Na Rede há reuniões presenciais, mas muitas são virtuais, para reduzir custos. "Temos pouco dinheiro e fazer viagens é caro", diz Zé Gustavo. No jantar com os empresários, Rubens Novelli, um dos dois coordenadores financeiros, expôs a tabela da última atualização do Fundo Partidário 2016. Em abril, o PT tinha disponibilizado R$ 7.972.580,50, o PMDB, R$ 6.540.147,35 e o PSDB, R$ 6.736.120,75. A Rede tinha R$ 369.335,97. "Nosso fundo partidário é muito modesto. Muito modesto mesmo", diz Bazileu Margarido, um dos coordenadores executivos da Rede. Na época da coleta de assinaturas até o registro, o financiamento era ainda mais precário. Baseava-se em "processos colaborativos", como eles dizem.

O Fundo Partidário veio a partir do nascimento da Rede e é proporcional à quantidade de deputados federais. No caso, são quatro os que vieram para a Rede: o deputado decano da Câmara Miro Teixeira (RJ), Aliel Machado (PR), João Derly (RS) e Alessandro Molon (RJ), além do senador Randolfe Rodrigues (AP). Estruturalmente, os recursos do Fundo Partidário têm que ser aplicados na atuação da fundação que os partidos políticos têm que ter, conforme exige a lei, e que a Rede se prepara para criar (o nome, naturalmente, será escolhido por concurso, lê-se no site). Dos recursos, 20% têm que ser reservados para a atuação da fundação e 5% para promover a presença das mulheres na política. A contribuição dos filiados é ainda pequena.

E agora, tendo à frente as eleições deste ano? Pedro Ivo faz mistério: "O financiamento, determina a lei, virá de pessoa física, e buscaremos modelos criativos, que ainda não podemos contar", diz. "A Rede tem poucos recursos financeiros, pouco tempo de TV e pouca estrutura. Isso é real e os candidatos sabem disso. Mas queremos participar, mostrar as nossas propostas, e fazê-lo de forma inovadora", continua.

Já existem diretórios em todos os Estados, mas alguns apenas engatinham. O programa lançado na eleição presidencial de 2014 é o eixo que estimula os candidatos a pensar suas iniciativas. "É para que tenham inspiração para questões de mobilidade urbana ou saneamento, por exemplo", ilustra Zé Gustavo.

O debate de como participar das eleições municipais está no início. Eventuais alianças terão que ser programáticas, e baseadas em temas-chave - ter compromisso com o desenvolvimento sustentável e tratar de tópicos pertinentes às cidades, dos resíduos à água, mobilidade, energias renováveis, mudança do clima. "Tem que ser éticas também. Não vamos fazer alianças com pessoas indiciadas na Lava-Jato", avisa Pedro Ivo. O diálogo tem se dado com os partidos que estiveram na aliança de Eduardo Campos e Marina - o PSB, o PPS e o PPL. "Não temos impedimento de fazer alianças desde que em cima de programa e candidatos não metidos em encrenca", reforça.
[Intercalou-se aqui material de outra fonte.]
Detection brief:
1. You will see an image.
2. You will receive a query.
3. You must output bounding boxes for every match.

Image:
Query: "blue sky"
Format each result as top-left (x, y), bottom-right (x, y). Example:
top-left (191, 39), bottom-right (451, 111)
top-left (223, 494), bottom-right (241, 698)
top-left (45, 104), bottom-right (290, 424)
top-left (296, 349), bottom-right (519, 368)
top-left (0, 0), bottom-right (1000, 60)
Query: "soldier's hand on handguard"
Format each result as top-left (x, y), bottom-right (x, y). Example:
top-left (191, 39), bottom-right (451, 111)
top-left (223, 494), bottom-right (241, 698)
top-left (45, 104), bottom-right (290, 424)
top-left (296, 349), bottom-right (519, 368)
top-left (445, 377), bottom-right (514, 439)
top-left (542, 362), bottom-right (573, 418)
A intenção é lançar nomes em cidades-pólo. A pré-candidatura do empresário e vereador Ricardo Young para a Prefeitura de São Paulo foi há poucos dias. O ex-petista Molon é a aposta para o Rio de Janeiro. O deputado mineiro Paulo Lamac deve disputar Belo Horizonte. Em Manaus, Júnior Brasil, que foi candidato a vice em 2014. A jornalista Úrsula Vidal é o nome provável para Belém. No Acre, reduto dos Viana, a Rede pode lançar a candidatura de seu porta-voz, Carlos Gomes. Em Porto Alegre, a possibilidade é João Derly.

Marina Silva inicia uma maratona, em 20 de junho, de atividades e conversas com empresários e estudantes para ajudar a Rede a lançar suas pré-candidaturas. Começa com o Rio Grande do Sul e vai ao Espírito Santo, Rio de Janeiro, Amapá, Belém, São Luiz, Maceió. O périplo termina na primeira quinzena de julho.
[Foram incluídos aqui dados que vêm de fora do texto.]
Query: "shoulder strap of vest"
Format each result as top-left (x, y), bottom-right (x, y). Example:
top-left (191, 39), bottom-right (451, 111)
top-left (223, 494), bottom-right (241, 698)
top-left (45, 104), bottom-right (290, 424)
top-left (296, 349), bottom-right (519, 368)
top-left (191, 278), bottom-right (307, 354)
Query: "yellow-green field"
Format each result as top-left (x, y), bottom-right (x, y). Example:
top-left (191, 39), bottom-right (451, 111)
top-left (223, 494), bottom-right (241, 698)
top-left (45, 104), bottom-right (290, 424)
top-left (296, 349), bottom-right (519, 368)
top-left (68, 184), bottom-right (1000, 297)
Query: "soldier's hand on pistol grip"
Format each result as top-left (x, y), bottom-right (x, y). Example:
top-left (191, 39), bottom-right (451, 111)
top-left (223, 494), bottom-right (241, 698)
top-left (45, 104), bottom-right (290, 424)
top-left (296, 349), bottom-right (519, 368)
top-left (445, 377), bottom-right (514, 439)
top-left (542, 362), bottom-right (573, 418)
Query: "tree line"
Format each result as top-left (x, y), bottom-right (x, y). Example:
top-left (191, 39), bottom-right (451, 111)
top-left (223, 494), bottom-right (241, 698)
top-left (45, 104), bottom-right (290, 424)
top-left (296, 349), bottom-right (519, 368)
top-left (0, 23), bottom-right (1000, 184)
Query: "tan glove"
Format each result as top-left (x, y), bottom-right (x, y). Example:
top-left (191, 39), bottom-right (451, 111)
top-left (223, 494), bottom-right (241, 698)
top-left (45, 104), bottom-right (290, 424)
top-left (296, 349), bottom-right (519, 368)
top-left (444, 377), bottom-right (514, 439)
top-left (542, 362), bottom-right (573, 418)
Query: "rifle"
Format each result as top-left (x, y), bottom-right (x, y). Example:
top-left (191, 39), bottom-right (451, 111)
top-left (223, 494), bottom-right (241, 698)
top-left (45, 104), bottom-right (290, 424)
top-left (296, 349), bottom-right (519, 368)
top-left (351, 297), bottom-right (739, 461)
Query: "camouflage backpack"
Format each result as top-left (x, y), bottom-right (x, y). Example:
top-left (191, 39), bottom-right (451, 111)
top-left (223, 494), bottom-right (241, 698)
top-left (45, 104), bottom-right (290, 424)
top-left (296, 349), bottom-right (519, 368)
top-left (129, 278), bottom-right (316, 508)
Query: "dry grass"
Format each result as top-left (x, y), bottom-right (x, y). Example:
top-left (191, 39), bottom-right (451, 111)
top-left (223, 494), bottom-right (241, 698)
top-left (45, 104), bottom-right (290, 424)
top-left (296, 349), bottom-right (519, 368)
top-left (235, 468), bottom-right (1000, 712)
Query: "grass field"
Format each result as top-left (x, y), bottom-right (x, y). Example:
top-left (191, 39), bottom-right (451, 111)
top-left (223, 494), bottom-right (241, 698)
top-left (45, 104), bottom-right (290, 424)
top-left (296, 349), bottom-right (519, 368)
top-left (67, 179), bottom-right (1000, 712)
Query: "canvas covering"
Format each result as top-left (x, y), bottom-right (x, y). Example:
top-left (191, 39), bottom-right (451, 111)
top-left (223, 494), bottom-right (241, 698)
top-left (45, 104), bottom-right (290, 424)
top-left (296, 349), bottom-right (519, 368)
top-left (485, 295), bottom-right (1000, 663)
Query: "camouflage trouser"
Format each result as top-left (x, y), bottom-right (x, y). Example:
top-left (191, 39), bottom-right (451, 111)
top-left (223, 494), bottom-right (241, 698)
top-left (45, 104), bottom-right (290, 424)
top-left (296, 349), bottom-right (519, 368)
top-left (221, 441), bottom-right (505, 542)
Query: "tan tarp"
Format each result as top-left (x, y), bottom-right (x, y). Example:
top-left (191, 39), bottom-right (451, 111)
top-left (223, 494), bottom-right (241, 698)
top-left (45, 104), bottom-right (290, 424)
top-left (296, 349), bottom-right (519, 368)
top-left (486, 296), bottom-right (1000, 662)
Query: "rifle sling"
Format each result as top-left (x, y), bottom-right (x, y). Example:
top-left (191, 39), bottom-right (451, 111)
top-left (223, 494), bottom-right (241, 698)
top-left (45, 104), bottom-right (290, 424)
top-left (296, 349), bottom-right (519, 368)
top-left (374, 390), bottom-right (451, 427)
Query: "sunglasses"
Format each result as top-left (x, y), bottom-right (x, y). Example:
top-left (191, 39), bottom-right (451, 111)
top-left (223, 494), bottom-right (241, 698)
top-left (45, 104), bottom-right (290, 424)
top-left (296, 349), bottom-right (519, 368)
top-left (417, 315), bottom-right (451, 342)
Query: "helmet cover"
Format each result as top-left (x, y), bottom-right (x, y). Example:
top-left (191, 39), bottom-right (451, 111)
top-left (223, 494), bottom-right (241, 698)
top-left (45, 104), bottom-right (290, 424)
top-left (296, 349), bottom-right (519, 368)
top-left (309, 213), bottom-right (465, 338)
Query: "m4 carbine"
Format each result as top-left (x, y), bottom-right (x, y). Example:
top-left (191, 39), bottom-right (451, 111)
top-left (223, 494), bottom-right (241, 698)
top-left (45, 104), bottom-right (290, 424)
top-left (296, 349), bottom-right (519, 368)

A movimentação de Marina Silva este ano se deu em torno da conturbação política do País. "Esta é uma crise econômica, social e de caráter político profunda", diz Bazileu Margarido. "Precisamos dialogar com a sociedade em relação aos caminhos." Ele continua: "Temos um governo Dilma, e agora um governo Temer, em que pesa uma mácula, uma suspeita muito forte de que foi um processo eleitoral com desvio de recursos públicos e financiamento ilegal de campanha. O nosso entendimento é que o melhor caminho para sair da crise é através do julgamento pelo TSE da ação de impugnação de mandato contra a chapa Dilma-Temer."

Há poucos dias, Marina esteve falando sobre isso no Teatro Leblon, no Rio, com o senador Cristovam Buarque (PPS-DF) em evento organizado pelo ator Marcos Palmeira. Antes encontrou o arcebispo de São Paulo Dom Odilo Scherer, o arcebispo Dom Raymundo Damasceno e o presidente da Conferência Nacional dos Bispos do Brasil, Dom Leonardo Steiner. O jantar com os empresários, em São Paulo, foi mais um passo nesta direção.
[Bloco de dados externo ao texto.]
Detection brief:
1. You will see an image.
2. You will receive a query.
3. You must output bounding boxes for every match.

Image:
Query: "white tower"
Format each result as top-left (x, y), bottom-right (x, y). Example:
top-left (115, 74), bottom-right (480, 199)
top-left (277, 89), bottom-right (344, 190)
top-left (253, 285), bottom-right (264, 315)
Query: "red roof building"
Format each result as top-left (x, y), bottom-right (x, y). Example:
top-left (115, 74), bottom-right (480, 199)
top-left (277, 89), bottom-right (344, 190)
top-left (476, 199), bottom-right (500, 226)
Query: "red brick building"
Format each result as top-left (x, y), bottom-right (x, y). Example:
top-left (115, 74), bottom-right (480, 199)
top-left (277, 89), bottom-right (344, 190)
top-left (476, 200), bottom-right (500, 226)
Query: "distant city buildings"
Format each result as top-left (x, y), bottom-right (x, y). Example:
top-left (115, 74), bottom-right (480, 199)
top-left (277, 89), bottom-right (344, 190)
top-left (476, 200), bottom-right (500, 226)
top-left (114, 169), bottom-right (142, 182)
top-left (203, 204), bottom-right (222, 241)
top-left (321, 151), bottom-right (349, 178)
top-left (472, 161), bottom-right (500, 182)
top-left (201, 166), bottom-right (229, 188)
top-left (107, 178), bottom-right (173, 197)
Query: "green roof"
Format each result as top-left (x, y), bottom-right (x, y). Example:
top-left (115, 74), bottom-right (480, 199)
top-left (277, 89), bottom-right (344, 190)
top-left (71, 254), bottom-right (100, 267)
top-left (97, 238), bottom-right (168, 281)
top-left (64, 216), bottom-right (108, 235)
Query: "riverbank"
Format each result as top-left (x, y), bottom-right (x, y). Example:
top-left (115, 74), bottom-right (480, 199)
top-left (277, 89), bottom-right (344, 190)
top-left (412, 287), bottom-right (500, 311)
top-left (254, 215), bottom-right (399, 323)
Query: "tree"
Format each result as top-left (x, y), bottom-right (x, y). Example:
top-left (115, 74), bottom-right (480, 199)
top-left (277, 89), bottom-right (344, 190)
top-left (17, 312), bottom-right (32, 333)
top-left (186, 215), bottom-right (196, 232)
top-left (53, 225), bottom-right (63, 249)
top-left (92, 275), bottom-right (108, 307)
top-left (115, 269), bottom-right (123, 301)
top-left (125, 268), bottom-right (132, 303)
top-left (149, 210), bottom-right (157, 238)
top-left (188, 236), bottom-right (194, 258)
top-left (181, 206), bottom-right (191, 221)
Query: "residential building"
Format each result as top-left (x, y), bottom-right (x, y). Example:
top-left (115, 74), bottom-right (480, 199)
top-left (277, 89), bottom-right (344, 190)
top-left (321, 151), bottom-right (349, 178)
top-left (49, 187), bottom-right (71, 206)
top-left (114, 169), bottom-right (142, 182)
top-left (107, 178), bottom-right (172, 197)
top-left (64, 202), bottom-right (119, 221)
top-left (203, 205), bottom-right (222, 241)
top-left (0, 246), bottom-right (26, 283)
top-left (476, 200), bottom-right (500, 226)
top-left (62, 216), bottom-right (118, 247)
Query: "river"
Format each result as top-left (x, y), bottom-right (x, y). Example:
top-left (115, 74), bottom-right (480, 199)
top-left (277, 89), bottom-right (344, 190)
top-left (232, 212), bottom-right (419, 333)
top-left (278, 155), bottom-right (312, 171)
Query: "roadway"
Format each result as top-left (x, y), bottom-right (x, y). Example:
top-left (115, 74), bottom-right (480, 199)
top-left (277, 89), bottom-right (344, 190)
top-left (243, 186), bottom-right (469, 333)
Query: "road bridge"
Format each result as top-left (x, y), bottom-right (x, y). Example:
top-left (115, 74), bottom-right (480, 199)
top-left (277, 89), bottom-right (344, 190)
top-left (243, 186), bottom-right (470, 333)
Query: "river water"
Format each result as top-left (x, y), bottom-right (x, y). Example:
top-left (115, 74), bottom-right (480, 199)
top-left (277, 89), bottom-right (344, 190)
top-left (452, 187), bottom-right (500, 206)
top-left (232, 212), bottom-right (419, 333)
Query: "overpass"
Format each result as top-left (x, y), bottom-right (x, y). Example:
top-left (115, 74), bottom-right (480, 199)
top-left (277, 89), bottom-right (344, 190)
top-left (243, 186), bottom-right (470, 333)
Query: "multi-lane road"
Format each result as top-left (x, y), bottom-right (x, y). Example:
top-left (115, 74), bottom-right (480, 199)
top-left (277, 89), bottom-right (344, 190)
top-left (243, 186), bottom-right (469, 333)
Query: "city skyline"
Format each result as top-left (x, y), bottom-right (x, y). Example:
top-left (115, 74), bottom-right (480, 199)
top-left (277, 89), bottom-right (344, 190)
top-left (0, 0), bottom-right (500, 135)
Na ocasião, Marina e Zé Gustavo tentaram responder a mesma pergunta feita dias antes por um estudante no programa que a Rede veiculou na TV em abril: "Quem são vocês? O que querem fazer? Por que estão nessa?".

"Marina está procurando construir a Rede, que é interessante, mas difícil de montar. Sabe que ainda é sozinha, com alguns poucos. E que precisa reforçar apoio, estrutura, etc", contou um dos convidados, dando ênfase ao "etc". Os empresários se sentiam entre fascinados e com dúvidas diante do que parece ser para muitos um bem intencionado Exército Brancaleone. "As pessoas que lá estavam a conhecem.
Ela é coerente, embora não de todo convincente em suas teses", analisa o empresário. "Mas é do bem e está tentando recriar o jeito de fazer política."

O que é novo causa estranhamento. "A Rede é uma tentativa de procurar atualizar a política brasileira, usando outras linguagens, procurando outra interlocução com a sociedade", diz Bazileu Margarido. "É óbvio que o tempo partidário na TV é importante, mas não é a única possibilidade", continua. "Temos amplas possibilidades na internet, da militância, de recursos que fogem ao modelo tradicional."

Qual a reação das pessoas a este novo modelo? "A situação atual da política brasileira assusta mais", diz Bazileu Margarido. "As pessoas assustam. No nosso modelo político há a cultura arraigada de que alguém salvará o Brasil. E a nossa experiência é que o líder carismático não resolve", diz Pedro Ivo. Este, talvez, seja o drama existencial da Rede: a trilha é nova, mas é Marina quem o eleitor percebe como guia.